The Dew Breaker by Edwidge Danticat
Danticat's
novel moves back and forth between 1960s Haiti and present-day New York as it tells
the story of a Dew Breaker, a name given to torturers during the repressive
regime of François "Papa Doc" Duvalier, who takes victims away
"before dawn, as the dew is settling on the leaves".
Nine
chapters, each of which could be a standalone short story, provide fragments of
the Dew Breaker's life as seen through the eyes of his family and his victims.
These fractured vignettes draw the reader into a larger, more complex tale.
The Dew
Breaker is now hiding from his bloody past, working as a barber in Brooklyn.
But he daily faces the threat of being recognized by one of his victims and
exposed for what he once was.
In the
novel's final chapter, the disparate stories satisfyingly come together as we
meet the Dew Breaker preparing for his final killing before leaving Haiti.
This
clever and powerful novel shows how hunter and prey – who are seeking new lives
in the US – find their present and future circumscribed by a brutal past.
Danticat
was born in Haiti and moved to the US when she was 12. In the acknowledgements,
she writes: "For my father, who, thank goodness, is not in this
book."
The
Comedians by Graham Greene
Greene's
classic tragicomedy is set in Haiti under Duvalier and his sinister secret
police, the Tontons Macoute.
Three men
meet on a boat to Port-au-Prince: the world-weary Brown, the narrator who owns
a hotel in the capital; the idealistic but naive Smith, a former US
presidential candidate; and Jones, a charming conman with a bogus résumé. These
flawed human beings are the comedians of the title, whose fates become
intertwined amid Haiti's corruption and violence.

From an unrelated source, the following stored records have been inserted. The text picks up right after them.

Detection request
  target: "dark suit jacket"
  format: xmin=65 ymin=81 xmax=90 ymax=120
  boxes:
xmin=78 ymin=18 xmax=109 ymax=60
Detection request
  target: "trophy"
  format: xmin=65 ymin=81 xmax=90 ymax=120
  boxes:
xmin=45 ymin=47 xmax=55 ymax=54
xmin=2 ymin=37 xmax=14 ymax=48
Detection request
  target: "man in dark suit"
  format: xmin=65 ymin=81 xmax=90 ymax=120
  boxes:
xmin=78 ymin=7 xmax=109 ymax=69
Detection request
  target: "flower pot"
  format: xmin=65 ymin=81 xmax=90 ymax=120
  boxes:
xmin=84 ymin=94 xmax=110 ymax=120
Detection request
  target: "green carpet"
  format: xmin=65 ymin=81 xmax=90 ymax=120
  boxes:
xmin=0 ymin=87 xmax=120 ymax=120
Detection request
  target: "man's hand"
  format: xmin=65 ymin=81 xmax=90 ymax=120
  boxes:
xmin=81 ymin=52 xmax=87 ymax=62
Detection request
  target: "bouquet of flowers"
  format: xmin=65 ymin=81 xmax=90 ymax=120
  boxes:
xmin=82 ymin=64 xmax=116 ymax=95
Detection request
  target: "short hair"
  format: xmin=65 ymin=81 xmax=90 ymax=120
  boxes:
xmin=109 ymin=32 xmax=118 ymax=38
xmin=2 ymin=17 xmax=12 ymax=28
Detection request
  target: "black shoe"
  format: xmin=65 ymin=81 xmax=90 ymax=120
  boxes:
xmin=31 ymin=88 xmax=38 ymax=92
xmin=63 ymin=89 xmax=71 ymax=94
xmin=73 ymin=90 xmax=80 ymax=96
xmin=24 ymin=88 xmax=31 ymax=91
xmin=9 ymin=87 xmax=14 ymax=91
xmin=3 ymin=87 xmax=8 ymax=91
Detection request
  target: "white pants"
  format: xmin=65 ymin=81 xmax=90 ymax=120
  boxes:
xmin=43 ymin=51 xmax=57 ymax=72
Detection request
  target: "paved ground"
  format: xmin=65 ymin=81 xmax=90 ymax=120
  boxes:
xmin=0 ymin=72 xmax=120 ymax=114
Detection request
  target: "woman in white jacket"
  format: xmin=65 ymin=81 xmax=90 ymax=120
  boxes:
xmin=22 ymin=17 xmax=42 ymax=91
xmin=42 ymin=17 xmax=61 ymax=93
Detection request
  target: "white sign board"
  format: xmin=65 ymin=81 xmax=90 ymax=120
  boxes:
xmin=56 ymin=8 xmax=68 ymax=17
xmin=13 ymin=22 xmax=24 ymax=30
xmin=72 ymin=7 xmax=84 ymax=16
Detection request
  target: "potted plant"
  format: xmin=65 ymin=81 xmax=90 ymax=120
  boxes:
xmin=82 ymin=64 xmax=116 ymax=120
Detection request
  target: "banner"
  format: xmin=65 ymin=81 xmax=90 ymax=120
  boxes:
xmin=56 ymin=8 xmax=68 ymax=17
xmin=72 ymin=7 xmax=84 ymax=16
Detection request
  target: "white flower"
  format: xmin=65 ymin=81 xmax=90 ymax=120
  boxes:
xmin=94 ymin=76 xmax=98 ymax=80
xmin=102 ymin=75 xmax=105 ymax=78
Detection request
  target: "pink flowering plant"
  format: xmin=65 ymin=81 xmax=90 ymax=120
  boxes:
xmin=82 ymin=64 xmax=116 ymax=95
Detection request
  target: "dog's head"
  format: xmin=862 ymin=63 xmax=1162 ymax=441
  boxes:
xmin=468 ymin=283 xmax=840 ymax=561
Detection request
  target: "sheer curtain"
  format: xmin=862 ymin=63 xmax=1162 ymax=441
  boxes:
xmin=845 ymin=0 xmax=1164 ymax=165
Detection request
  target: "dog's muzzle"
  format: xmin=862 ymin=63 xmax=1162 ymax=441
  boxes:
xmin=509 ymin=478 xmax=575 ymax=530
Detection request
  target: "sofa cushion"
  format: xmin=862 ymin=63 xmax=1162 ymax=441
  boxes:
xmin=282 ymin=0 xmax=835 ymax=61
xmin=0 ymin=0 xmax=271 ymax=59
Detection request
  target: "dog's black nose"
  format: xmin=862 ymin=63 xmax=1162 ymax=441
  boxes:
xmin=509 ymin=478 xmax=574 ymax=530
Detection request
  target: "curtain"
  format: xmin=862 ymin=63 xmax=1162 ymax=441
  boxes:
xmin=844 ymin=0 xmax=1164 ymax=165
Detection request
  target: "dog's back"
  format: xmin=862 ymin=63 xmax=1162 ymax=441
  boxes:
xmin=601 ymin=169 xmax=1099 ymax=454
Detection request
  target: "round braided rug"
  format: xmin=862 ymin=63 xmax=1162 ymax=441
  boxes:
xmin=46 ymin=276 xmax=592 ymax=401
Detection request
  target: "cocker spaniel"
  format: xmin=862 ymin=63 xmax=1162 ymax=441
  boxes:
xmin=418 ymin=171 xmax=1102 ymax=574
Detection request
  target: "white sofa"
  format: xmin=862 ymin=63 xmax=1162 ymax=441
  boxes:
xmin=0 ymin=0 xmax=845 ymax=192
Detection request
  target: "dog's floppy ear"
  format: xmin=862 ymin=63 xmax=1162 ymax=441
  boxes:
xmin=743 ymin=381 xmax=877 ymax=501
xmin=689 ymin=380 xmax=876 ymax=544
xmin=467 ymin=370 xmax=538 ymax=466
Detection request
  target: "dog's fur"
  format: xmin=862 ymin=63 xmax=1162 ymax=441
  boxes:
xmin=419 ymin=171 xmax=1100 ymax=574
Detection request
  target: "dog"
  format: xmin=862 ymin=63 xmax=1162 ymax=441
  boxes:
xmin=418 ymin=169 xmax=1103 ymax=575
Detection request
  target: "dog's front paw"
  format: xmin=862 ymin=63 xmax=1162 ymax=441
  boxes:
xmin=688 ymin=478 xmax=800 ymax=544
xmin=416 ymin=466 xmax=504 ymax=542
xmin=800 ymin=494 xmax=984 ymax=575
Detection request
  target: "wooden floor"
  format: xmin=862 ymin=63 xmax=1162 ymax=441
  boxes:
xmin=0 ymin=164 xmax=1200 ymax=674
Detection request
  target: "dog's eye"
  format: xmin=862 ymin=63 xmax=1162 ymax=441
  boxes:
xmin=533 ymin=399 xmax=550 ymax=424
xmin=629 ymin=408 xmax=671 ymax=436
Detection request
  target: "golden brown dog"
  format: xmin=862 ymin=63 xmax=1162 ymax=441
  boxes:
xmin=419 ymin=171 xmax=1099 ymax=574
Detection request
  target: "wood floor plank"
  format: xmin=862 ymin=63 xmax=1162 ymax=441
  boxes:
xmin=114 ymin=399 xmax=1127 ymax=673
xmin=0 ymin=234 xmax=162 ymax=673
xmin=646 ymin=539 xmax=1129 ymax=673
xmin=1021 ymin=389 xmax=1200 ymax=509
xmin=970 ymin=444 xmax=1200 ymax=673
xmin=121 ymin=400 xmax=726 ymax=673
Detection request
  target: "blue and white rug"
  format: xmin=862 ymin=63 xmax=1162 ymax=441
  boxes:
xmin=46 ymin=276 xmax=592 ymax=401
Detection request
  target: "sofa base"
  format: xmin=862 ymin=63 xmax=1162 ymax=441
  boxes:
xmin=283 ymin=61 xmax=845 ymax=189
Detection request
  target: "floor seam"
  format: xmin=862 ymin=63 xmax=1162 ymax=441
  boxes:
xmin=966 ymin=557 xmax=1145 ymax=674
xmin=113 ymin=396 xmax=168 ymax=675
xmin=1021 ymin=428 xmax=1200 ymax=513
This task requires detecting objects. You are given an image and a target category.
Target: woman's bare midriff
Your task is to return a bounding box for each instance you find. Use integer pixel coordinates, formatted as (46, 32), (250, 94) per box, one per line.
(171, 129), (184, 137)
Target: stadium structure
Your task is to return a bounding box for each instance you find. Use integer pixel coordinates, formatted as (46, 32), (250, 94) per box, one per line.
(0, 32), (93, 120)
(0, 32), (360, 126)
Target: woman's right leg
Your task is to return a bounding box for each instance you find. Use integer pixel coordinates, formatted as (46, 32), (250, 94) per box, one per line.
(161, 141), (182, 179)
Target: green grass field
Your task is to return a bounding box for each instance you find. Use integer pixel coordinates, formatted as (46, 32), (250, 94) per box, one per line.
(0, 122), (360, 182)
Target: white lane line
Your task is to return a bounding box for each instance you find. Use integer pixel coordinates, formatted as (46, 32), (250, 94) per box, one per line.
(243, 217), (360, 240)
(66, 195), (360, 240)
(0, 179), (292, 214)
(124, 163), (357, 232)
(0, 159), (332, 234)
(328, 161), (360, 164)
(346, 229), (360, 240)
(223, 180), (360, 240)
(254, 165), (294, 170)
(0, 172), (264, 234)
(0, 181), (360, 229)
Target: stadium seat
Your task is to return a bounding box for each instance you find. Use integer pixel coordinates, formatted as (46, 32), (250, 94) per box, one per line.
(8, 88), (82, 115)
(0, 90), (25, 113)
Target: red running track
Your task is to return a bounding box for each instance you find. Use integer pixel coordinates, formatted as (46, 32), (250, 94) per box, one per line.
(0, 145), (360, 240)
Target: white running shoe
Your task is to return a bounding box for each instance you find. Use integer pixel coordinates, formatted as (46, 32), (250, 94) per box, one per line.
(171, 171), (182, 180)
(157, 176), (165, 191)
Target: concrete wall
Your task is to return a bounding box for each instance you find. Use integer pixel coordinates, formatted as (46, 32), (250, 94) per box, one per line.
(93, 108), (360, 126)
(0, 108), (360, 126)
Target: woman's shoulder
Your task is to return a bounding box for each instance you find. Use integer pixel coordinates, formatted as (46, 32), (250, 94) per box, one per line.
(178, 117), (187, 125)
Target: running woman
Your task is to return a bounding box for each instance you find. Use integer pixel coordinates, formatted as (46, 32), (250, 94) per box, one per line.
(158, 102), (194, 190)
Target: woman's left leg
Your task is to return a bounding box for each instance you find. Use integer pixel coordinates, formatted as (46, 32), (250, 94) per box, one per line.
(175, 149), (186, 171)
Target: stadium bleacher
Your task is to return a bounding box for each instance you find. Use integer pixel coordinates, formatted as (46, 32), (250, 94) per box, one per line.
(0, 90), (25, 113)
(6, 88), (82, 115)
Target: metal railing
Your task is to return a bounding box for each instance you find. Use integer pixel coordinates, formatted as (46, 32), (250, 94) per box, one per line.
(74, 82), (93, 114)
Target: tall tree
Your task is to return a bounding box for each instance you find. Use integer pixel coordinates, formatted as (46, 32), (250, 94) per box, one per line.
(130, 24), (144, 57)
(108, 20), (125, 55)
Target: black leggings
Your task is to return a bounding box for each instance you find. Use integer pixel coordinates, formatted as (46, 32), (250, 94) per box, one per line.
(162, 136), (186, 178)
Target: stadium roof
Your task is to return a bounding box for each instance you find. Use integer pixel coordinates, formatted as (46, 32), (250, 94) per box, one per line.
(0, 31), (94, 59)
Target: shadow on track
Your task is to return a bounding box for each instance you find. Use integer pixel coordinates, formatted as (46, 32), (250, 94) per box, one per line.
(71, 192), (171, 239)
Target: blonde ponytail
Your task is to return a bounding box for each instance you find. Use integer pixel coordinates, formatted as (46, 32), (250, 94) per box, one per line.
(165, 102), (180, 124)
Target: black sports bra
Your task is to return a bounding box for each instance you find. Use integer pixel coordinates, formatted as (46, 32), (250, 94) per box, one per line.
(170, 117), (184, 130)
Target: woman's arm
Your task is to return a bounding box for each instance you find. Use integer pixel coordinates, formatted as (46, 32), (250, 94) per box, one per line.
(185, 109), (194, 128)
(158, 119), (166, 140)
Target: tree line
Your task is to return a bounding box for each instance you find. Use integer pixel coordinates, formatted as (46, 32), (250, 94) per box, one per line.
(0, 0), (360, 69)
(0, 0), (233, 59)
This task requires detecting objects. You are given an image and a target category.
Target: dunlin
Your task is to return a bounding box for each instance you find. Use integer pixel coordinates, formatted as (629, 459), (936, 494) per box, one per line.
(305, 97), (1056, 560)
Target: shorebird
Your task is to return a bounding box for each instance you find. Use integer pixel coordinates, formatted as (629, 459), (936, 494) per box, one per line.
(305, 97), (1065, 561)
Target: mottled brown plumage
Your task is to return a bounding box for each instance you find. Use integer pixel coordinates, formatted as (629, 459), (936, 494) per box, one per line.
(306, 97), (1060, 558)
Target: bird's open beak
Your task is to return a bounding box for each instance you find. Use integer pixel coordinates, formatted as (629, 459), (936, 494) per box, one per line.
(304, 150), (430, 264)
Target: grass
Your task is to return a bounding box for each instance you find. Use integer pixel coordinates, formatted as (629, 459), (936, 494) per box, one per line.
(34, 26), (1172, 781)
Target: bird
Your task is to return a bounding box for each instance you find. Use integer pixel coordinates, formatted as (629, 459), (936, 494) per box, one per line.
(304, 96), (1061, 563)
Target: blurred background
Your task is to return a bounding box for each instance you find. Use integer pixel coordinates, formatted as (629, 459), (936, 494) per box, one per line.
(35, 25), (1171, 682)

Brown's life becomes increasingly
complicated and fraught with danger after the suicide of a government minister
in his hotel's swimming pool, his rekindling of an affair with an ambassador's
wife and his getting caught up in Jones's foolhardy escapades.
Though
Papa Doc never appears in the novel, he casts a long shadow over events. And in
a dig at US cold-war policy, we are reminded that the dictator is a
"bulwark against communism", sustained by aid from Washington.
Greene
vividly evokes the fear and loathing in Haiti, and his elegantly written black
comedy-cum-political thriller allows a light of hope to flicker in the
darkness.
After the
novel's publication in 1966, a furious Papa Doc banned Greene and his book. The
British author died in 1991.
Farewell, Fred Voodoo by Amy Wilentz
Wilentz's
Letter from Haiti (the book's subtitle) is actually a warts and all love letter
to the country.
After
Haiti's devastating earthquake in 2010, the author is drawn back to the country
she has written about for many years. On arrival, she finds humanitarian aid
groups "fighting for a piece of Haitian action", leading her to
question their motives – and her own.
Wilentz
embarks on a vigorous, intensely personal quest to better understand the
country and its people, unafraid to challenge received wisdom and tell
inconvenient truths. Along the way, she reveals Haiti's beauty and brutality
through personal stories, politics, culture and its tortured history. Home to
"the first and last successful slave revolution in history", Haiti
became the world's first black-led republic. But it was made to pay a crippling
price for its audacity by France – the colonial master – and the US, from which
it has never recovered.
She argues
that Haiti and its people – Fred Voodoo is the old, politically incorrect term
for the man on the street – need to be understood on their own terms, rather
than through western misconceptions and prejudices. Her intimate knowledge and
her acerbic and fluid prose make Wilentz the perfect guide through Haiti's
"post-apocalyptic dystopia".
Wilentz is
an American journalist who has closely followed Haiti's fortunes since the fall
of the Duvalier regime in the 1980s.